Bottom line - both of my rentals have turned into a nightmare. I've been late paying the mortgage a couple of times, cause I'm waiting for them to pay me.

On the flip side - friends of ours used their house as a rental. Found a great military family to move in for 2 years with no issues.


----------



## StatusQuo (Jun 4, 2012)

Cherry, I deal with large scale rental properties from a gov't oversight perspective. Feel free to PM me if you'd like.

A few things to consider:

How far away are you going to be living from the house that you'll be renting? Will you be able to spot check your renters to make sure that they aren't damaging your property? Read up on the rental laws for your state, and what you can/can't put into a lease. You'll likely want an attorney to review your lease to make sure that you are protected and to make sure that you aren't violating any lease/rental laws.

In terms of prospective renters... credit check, personal references, employment references, and prior landlord references are pretty much a must. You'll also want to know that your prospective tenant can afford to pay the rent that you are asking, typically housing expense of 30% of income is the accepted norm, though it's a guideline in terms of personal rentals. 

I'll hush up now, but like I said, feel free to PM me if you have questions that I might be able to help you with.


----------



## Bellavista (May 29, 2012)

Cherry said:


> So this is what I've been worried about... and I honestly think the worst thing that can go, and the most expensive, is the HVAC ($3400 is what we've been quoted should it go, but it's only 7 years old). Everything else is pretty solid... No carpet to get damaged, hardwood and tile throughout, all new appliances, new roof, new windows, etc. My H is Mr. Fix It, so should the hardwoods or tile or drywall or whatever get damaged, he can fix it up with a trip back here. Any other major mishap should be covered under insurance (renters and homeowner), I would imagine. Are there other expenses related to renting to someone that I'm not aware of?
> 
> Bella - I've already thought of having someone manage it, how much is that, roughly? Oh and I've detached from the property, the opportunity we've been given with this relocation overshadows this particular home


Sorry Cherry, I am in Australia so I imagine it is different in the US. I know you can negotiate the percentage charged here so you probably can there as well.


----------



## COGypsy (Aug 12, 2010)

One other thing to think about is that the $400 "profit" a month isn't always profit. You need to have a chunk put away for things like the mortgage for months the house is unoccupied, new appliances/repairs should they break down, cleaning, painting and other general maintenance. Your husband may be able to do the work but materials needed for getting a house rental-ready quickly between tenants can be quite a chunk to spend all at once. Also, I don't know where you live, but you may need to absorb other costs like lawn care, snow removal and general utilities either to ensure that your lawn/trees are killed or to maintain the property from a distance when it's not occupied. The security deposit can help offset things like that, but you can't count on it covering every potential expense. 

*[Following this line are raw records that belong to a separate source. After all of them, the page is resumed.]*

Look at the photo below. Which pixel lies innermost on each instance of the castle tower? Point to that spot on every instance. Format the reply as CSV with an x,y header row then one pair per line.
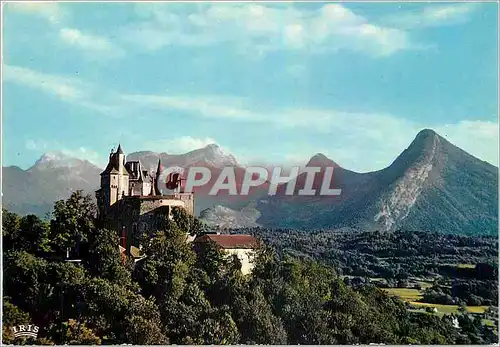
x,y
114,182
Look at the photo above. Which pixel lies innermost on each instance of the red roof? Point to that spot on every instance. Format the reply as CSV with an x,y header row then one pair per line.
x,y
229,241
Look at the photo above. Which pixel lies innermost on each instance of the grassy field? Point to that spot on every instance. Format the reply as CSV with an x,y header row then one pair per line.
x,y
405,293
412,295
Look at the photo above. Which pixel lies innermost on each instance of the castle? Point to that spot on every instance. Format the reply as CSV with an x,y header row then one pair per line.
x,y
131,202
130,199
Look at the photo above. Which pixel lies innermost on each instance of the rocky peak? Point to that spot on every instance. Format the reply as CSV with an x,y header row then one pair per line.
x,y
320,160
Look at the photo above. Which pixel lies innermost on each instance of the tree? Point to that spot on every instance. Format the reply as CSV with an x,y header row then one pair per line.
x,y
73,222
187,222
104,259
77,333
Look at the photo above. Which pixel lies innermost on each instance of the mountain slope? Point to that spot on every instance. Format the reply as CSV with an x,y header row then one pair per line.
x,y
433,185
53,177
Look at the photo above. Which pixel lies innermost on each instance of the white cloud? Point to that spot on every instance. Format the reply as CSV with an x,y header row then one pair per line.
x,y
179,145
257,28
433,16
64,88
50,11
90,44
360,141
84,153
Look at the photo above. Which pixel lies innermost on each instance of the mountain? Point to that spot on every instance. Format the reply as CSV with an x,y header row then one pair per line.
x,y
53,177
433,185
209,156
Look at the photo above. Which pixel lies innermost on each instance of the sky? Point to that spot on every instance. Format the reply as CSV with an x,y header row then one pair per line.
x,y
268,82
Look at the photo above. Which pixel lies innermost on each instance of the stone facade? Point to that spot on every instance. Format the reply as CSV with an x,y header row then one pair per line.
x,y
130,202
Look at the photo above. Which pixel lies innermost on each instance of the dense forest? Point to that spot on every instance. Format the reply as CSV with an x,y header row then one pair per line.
x,y
296,293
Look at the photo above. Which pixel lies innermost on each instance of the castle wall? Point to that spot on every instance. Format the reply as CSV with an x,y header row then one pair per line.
x,y
136,215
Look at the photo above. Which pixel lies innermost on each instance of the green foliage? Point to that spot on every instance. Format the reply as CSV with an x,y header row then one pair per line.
x,y
104,260
72,223
181,296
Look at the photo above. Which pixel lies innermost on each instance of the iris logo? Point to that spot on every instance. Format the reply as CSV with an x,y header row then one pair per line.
x,y
29,330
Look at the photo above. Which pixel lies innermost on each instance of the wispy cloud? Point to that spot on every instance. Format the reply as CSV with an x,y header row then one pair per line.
x,y
93,46
62,87
58,150
50,11
258,28
433,16
90,44
179,145
376,137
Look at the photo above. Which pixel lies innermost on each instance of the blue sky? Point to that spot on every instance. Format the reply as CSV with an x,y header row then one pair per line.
x,y
268,82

You'd be amazed at the stuff people can break....my ex-MIL has rental properties and one time the tenants took off all the doors in all the rooms and closets. No idea why, but they stored them out on the patio by the carport and by the time they moved out the doors were pretty much ruined by heat, snow and knocking around. So not only did she deep clean the place and re-paint, but she had to buy new doors for every interior doorway. Or another time the kitchen counters had to be redone completely because apparently the people cooked A LOT and put the pans directly on the countertop with no hot pad or cutting board or anything. Looked like hollow polka dots all over the place. On the other hand though, she's had several tenants that were great, paid on time, kept up the place. But it seems like when something goes wrong, it goes freakishly wrong. Or maybe those are just the stories that get told, right? 

Rentals can be an excellent investment, but you have to be aware that they aren't pure profit.


----------



## Cherry (Sep 23, 2009)

^^^ Definitely food for thought, thanks CO. We will be 8 hours away, which is something for us to consider. For about a year, we'll have family here that can check on the place and we have nosy neighbors... lol... And thank goodness for marble countertops  But the door thing, that's messed up and expensive. We put all new doors in this place when we moved in... hate to see them on the back patio


----------



## COGypsy (Aug 12, 2010)

Yeah, it was only once in 20-some odd years she has had these places, but isn't it bizarre??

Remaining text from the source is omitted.